Titolo originale: Hesher
Drammatico – durata 100 min.
USA 2010 – Bolero
Uscita venerdì 3 febbraio 2012
T.J. è un ragazzino a cui è morta da due mesi la madre in un incidente stradale. La vita familiare è stata sconvolta dal decesso: il padre Paul vegeta in depressione in casa e la nonna cerca in qualche modo di accudire i due sopravvissuti. Un giorno però nella vita della famiglia entra Hesher. Capelli lunghi, tatuaggi artigianali sul petto e sulla schiena, volgarità all’ennesima potenza il giovane si installa in casa manifestando un comportamento dagli eccessi del tutto imprevedibili. T.J. intanto prova un primo sentimento per una cassiera dal lavoro precario ed è in costante ricerca di riscattare l’auto sulla quale è morta la mamma. Deve anche difendersi da un adolescente violento che lavora presso l’autorimessa in cui è temporaneamente custodito il veicolo.
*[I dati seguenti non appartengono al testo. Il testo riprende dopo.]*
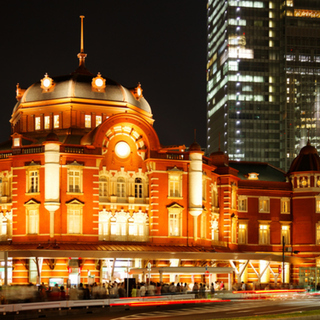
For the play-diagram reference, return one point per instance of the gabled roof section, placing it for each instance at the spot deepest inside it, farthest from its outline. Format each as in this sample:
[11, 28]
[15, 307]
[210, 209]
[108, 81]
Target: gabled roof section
[266, 171]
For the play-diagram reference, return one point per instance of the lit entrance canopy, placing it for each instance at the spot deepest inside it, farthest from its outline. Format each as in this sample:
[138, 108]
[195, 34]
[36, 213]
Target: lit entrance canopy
[181, 270]
[145, 252]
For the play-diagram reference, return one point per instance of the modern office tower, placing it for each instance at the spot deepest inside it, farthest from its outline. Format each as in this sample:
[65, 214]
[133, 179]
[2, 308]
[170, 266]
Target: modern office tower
[263, 74]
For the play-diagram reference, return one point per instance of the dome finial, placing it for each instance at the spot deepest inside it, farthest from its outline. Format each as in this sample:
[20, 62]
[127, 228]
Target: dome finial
[81, 55]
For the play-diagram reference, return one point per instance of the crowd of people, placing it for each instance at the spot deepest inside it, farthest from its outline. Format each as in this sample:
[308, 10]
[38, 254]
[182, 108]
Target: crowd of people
[33, 293]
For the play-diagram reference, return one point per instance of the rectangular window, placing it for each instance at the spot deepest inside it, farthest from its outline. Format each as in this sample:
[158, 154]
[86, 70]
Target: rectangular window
[37, 124]
[33, 181]
[121, 187]
[33, 273]
[204, 189]
[47, 122]
[264, 234]
[242, 234]
[242, 204]
[317, 205]
[203, 225]
[174, 224]
[285, 234]
[174, 186]
[103, 224]
[33, 221]
[56, 121]
[285, 205]
[74, 180]
[103, 187]
[16, 142]
[87, 121]
[318, 233]
[4, 227]
[98, 120]
[74, 221]
[264, 205]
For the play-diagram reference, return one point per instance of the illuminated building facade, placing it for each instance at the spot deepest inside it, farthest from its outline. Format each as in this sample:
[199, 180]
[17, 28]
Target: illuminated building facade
[262, 78]
[87, 193]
È almeno dai tempi di Boudou salvato dalle acque di Jean Renoir che il cinema è interessato a raccontarci storie in cui l’inserimento di un personaggio anomalo all’interno di un contesto familiare ne mette a nudo pulsioni e compromessi. C’è chi ha saputo elaborare il tema ad altissimo livello come Pier Paolo Pasolini in Teorema e chi (come Spencer Susser che scrive a quattro mani con David Michôd, regista di Animal Kingdom), gioca le proprie carte sul disorientamento dello spettatore che non riesce però poi a finalizzare.
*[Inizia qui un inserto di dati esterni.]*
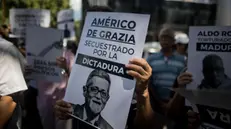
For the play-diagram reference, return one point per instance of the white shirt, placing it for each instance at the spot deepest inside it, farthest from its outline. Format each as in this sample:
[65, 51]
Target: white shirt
[85, 117]
[11, 69]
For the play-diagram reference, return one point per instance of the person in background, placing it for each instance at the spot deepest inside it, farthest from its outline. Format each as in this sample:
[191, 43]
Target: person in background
[214, 73]
[166, 67]
[50, 92]
[139, 69]
[146, 116]
[181, 41]
[12, 84]
[7, 107]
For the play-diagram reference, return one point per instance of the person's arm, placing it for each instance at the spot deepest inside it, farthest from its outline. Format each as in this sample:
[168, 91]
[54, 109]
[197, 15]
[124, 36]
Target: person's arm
[7, 106]
[176, 104]
[145, 114]
[141, 71]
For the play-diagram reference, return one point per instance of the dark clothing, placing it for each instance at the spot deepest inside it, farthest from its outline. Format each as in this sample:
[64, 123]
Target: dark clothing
[67, 33]
[226, 84]
[32, 117]
[77, 124]
[15, 122]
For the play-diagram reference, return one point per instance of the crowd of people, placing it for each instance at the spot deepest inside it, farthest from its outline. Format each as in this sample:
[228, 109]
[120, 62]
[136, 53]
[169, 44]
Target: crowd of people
[41, 106]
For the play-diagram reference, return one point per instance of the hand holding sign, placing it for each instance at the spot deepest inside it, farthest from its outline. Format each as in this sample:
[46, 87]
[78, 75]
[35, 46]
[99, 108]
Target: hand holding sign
[7, 106]
[62, 109]
[183, 79]
[140, 69]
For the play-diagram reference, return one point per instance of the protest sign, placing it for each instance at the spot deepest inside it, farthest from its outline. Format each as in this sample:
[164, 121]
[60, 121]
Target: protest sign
[65, 22]
[22, 18]
[208, 61]
[43, 46]
[11, 69]
[107, 43]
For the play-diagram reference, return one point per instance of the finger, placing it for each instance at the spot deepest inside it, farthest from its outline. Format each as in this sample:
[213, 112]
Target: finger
[136, 68]
[62, 103]
[186, 80]
[62, 116]
[134, 74]
[7, 99]
[60, 58]
[141, 62]
[191, 113]
[187, 74]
Perché Hesher è disturbante sin dal suo primo apparire in scena (grazie all’eccellente performance di Joseph Gordon-Levitt che va rivisto almeno in (500) Giorni insieme per rendersi conto di cosa voglia dire essere un attore capace di non ripetere se stesso). Ogni sua azione e quasi ogni sua frase è un colpo assestato a coloro che gli stanno intorno e al pubblico più sensibile. Anche perché tutto quanto viene costantemente filtrato dallo sguardo di un preadolescente in crisi e bisognoso di elaborare il pesante lutto che lo ha colpito incanalando la propria tensione nel tentativo di recupero dell’auto in cui anch’egli si trovava al momento dell’impatto.
Il problema della sceneggiatura è che affida alla regia il compito di dirigere attori da cui l’esordiente Susser sa trarre tutto il meglio (dalla veterana Piper Laurie nei panni della sempre più provata nonna al giovanissimo Devin Brochu) ma poi lo priva di una coerenza interna accettabile. Perché una storia come questa non può risolversi con un ‘buon’ maudit che alla fine dovrebbe anche commuoverci. Il ruolo di Hesher non può trasformarsi da ordigno in perenne e molteplice deflagrazione in amorevole nume tutelare di un ritorno alla vita grazie a un predicozzo e a un ‘dono’ speciale.
Detto ciò non va dimenticata Natalie Portman che ha coprodotto e si è riservata il ruolo di un’esteticamente insignificante cassiera (considerata la sua bellezza non dev’essere stata impresa facile) incapace di reagire alle avversità. Il suo sguardo sperduto dietro grandi occhiali è di quelli che si fanno ricordare.